La Casa degli Albanesi d' Italia  
 

La redazione di Arbitalia non condivide nessuno dei giudizi espressi in questo articolo da Nando Elmo. Pubblichiamo tuttavia il suo scritto perché non possiamo venire meno al sacrosanto principio della libertà di pensiero e di parola. D’altra parte, ci sembra che i giudizi di Nando Elmo non siano gratuiti, ma ben argomentati. A lui la responsabilità di quanto scrive.

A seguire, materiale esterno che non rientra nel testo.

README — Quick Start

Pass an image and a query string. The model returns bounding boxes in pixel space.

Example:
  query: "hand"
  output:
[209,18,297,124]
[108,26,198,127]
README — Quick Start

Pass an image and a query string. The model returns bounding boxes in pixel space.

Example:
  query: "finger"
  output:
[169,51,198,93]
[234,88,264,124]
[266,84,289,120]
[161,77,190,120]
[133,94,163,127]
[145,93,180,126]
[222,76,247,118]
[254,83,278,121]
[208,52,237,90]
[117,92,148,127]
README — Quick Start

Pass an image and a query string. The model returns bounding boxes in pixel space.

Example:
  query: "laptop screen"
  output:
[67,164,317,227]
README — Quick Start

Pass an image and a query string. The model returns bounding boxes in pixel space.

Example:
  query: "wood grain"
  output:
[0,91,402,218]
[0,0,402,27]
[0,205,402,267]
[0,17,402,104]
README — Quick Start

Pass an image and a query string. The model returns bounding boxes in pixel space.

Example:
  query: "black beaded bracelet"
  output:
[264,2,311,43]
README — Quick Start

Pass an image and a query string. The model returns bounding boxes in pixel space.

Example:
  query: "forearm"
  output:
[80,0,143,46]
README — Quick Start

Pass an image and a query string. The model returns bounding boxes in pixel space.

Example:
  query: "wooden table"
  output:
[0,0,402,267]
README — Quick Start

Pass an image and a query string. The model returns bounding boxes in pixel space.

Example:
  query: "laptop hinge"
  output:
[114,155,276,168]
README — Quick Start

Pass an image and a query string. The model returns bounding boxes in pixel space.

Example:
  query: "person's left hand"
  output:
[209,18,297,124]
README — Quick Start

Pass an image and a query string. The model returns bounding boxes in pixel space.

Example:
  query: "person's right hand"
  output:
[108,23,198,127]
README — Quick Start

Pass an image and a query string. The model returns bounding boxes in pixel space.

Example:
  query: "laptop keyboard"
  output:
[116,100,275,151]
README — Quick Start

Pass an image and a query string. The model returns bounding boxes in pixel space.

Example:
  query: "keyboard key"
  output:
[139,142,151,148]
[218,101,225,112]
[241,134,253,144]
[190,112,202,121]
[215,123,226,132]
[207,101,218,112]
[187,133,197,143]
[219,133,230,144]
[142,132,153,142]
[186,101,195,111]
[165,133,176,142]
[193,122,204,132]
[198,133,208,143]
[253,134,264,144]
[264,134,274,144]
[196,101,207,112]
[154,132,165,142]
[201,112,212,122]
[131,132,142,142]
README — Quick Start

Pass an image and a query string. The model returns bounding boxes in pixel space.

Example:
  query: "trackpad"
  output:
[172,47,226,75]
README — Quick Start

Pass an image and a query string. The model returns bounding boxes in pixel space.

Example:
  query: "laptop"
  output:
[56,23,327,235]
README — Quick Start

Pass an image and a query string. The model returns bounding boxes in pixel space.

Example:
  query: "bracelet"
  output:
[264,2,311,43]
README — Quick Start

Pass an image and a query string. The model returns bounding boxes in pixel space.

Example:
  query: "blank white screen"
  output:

Speriamo, pubblicando questo scritto, di aprire un dibattito che Arbitalia sarà lieta di ospitare.

 

BIRIGNAO SIMILARBËRESH

nell’ultimo romanzo di Carmine Abate

 di Nando Elmo

Wann aber sind wir? (...)
... – lerne/ vergessen, daß du aufsangst. Das verrinnt.
 In  Wahrheit singen, ist ein andrer Hauch.
 Ein Hauch um nichts. (Rilke: Die Sonette an Orpheus,III)

“...lanciavo sguardi languidi alle polpette...” (Ornela Vorpsi: Il Paese dove non si muore mai. Einaudi, 2005). “...le immancabili polpette, più squisite, se possibile, del solito...” (Carmine Abate: Il mosaico del tempo grande. Mondadori, 2006).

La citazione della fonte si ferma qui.